Den Stein ins Rollen brachte eine Frau aus Luzern: Sie wollte aus der katholischen Kirchgemeinde austreten, aber in der römisch-katholischen Weltkirche verbleiben. Die Landeskirche akzeptierte den Teilaustritt nicht. Die Gläubige zog den Fall bis vor Bundesgericht – und bekam 2007 recht: Eine Landeskirche dürfe von einem austretenden Mitglied nicht verlangen, der katholischen Konfession abzuschwören. Dies widerspreche der Doppelstruktur der römischen Kirche (vgl. Kasten) und verletze die Glaubensfreiheit.
Einzelfälle. Jetzt wird publik, wie die Bischöfe mit solchen Teilaustritten umzugehen gedenken. Wer im Bistum Basel aus der Kirche teilaustreten will, muss dem Generalvikar unter vier Augen seine Gründe erläutern. Werden diese akzeptiert, hat der Teilausgetretene künftig dem Bischof einen Solidaritätsbeitrag zu bezahlen – statt der Landeskirche die Kirchensteuer. Generalvikar Roland-Bernhard Trauffer spricht von «einzelnen Gesuchen», die bis dato eingegangen seien.
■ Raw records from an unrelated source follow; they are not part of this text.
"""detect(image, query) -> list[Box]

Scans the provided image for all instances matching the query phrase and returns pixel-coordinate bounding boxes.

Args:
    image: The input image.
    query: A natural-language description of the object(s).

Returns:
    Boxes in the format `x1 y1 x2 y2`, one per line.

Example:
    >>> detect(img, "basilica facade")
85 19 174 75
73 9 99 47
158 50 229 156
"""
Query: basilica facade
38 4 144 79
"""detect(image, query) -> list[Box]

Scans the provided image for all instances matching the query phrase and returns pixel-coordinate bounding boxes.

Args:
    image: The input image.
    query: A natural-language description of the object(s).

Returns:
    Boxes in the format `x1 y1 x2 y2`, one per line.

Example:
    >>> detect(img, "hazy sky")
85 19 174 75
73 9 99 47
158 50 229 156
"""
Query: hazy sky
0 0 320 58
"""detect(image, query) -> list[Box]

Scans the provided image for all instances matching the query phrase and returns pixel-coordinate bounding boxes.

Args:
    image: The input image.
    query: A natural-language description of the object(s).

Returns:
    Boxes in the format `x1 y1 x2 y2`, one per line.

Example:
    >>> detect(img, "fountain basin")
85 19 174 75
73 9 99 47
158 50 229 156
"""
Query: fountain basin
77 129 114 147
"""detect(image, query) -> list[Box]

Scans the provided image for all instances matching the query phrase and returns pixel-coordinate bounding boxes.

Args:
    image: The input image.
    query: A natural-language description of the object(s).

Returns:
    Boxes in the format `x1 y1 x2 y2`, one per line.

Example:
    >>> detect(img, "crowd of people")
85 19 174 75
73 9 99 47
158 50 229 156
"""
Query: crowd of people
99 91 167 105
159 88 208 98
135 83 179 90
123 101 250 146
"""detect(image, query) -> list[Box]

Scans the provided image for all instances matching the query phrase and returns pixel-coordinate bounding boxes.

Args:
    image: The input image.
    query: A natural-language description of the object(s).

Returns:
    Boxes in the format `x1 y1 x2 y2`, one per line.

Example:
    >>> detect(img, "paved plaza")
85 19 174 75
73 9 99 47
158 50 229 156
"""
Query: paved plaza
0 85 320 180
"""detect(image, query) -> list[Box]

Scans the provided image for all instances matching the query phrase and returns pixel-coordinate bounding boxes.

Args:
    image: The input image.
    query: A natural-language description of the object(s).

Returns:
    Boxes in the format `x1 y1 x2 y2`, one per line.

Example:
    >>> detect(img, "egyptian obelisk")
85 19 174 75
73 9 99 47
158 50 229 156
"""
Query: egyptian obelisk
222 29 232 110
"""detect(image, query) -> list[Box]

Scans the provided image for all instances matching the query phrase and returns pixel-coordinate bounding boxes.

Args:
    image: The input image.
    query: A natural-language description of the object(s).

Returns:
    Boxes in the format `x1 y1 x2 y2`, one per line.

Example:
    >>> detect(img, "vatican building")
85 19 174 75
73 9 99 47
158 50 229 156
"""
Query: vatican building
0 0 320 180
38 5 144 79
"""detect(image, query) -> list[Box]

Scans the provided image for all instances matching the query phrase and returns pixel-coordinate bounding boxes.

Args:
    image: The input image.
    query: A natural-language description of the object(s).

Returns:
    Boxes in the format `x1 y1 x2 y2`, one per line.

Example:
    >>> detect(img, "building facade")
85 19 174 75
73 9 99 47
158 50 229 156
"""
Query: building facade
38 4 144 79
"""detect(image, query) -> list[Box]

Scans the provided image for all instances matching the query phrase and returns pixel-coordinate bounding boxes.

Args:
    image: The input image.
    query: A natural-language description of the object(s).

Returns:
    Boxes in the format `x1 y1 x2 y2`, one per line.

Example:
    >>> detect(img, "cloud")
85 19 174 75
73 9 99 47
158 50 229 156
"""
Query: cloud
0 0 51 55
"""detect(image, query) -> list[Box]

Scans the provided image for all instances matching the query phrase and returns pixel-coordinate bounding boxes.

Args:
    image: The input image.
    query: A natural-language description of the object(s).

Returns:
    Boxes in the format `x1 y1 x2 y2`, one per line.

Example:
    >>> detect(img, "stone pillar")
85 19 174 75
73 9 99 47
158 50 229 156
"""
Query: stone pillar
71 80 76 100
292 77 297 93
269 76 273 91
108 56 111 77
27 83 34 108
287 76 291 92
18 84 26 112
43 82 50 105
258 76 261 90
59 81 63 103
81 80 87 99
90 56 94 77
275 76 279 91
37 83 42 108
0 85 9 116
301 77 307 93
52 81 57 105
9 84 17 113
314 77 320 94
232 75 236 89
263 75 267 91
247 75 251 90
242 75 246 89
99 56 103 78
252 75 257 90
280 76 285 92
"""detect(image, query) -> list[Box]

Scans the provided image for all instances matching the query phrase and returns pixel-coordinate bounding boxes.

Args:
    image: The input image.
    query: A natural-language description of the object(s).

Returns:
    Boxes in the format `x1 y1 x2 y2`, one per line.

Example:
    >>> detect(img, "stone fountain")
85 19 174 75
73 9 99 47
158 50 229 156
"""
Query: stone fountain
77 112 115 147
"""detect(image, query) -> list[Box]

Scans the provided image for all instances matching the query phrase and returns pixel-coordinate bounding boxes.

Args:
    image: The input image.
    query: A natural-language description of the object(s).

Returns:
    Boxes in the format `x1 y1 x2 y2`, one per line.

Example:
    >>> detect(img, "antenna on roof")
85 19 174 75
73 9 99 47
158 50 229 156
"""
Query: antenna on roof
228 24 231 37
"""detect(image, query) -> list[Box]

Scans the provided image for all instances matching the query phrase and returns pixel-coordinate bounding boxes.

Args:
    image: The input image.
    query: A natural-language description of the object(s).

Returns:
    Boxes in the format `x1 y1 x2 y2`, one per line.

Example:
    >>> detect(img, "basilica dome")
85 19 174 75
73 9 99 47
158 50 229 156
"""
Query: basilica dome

Nur im «schwerwiegenden Einzelfall» werde einem solchen entsprochen: «etwa wenn in einer Kirchgemeinde längere Zeit eine unhaltbare Situation herrscht».
Parallelkirche. Also keine Gefahr, dass die Bischöfe mit den Teilausgetretenen unter ihren Fittichen eine Parallelorganisation zur Landeskirche aufbauen – oder diese zumindest schwächen wollen? Bischofskirche und Landeskirche sind ja nicht immer ein Herz und eine Seele – und das Staatkirchenrecht liegt den Bischöfen gelegentlich quer. Erinnert sei an den Fall Röschenz.
Schwächung. Daniel Kosch, Generalsekretär der Römisch-Katholischen Zentralkonferenz (RKZ), des Verbands der Landeskirchen, sagt dazu, konservative Katholiken von «Pro Ecclesia» propagierten den Teilaustritt, «um der Landeskirche eins auszuwischen». Aber die Bischöfe seien sich bewusst, dass man in dieser Frage nicht mit dem Feuer spielen dürfe. Der Teilaustritt solle nicht als freie Wahlmöglichkeit gehandhabt werden, und der Solidaritätsbeitrag müsse gleich hoch sein wie die Kirchensteuer. Das Bistum Basel will es so halten, das Bistum Chur spricht unverbindlich von «Spenden».
«Jeder Teilaustritt schwächt die Landeskirche», sagt Hansruedi Spichiger, Beauftragter für kirchliche Angelegenheiten im Kanton Bern: «Wenn sich diese Fälle häufen, entgehen den Kirchgemeinden nicht nur Steuergelder, sondern mit der Zeit auch vom Kanton finanzierte Pfarrstellenprozente.» Zudem: «Werden die Teilausgetretenen direkt durch das Bistum betreut?»
Beobachtung. Käme die katholische Landeskirche ins Rutschen, wäre auch für die reformierte kein Halten. Beim Evangelischen Kirchenbund (SEK) ist man jedoch (noch) nicht beunruhigt. Es handle sich um eine «innerkatholische Angelegenheit», so SEK-Kirchenjurist Christian Tappenbeck: «Aber wir beobachten aufmerksam, ob dadurch die Debatte um die Trennung von Kirche und Staat wieder auflebt.» Samuel Geiser
Katholisch und Katholisch
Die römisch-katholische Kirche in der Schweiz hat eine Doppelstruktur. Einerseits ist sie Teil der römischen Weltkirche und damit einer hierarchisch strukturierten Gemeinschaft von Gläubigen – mit dem Papst und den Bischöfen an der Spitze. Und einem eigenen Gesetzbuch, dem Codex Iuris Canonici. Mitglied der Weltkirche wird man durch Taufe, ein Austritt ist nicht vorgesehen. Anderseits sind die Katholiken in vielen Kantonen, darunter in Bern und im Aargau, in Landeskirchen und Kirchgemeinden organisiert. Diese sind demokratisch aufgebaut und haben das Recht, Steuern zu erheben.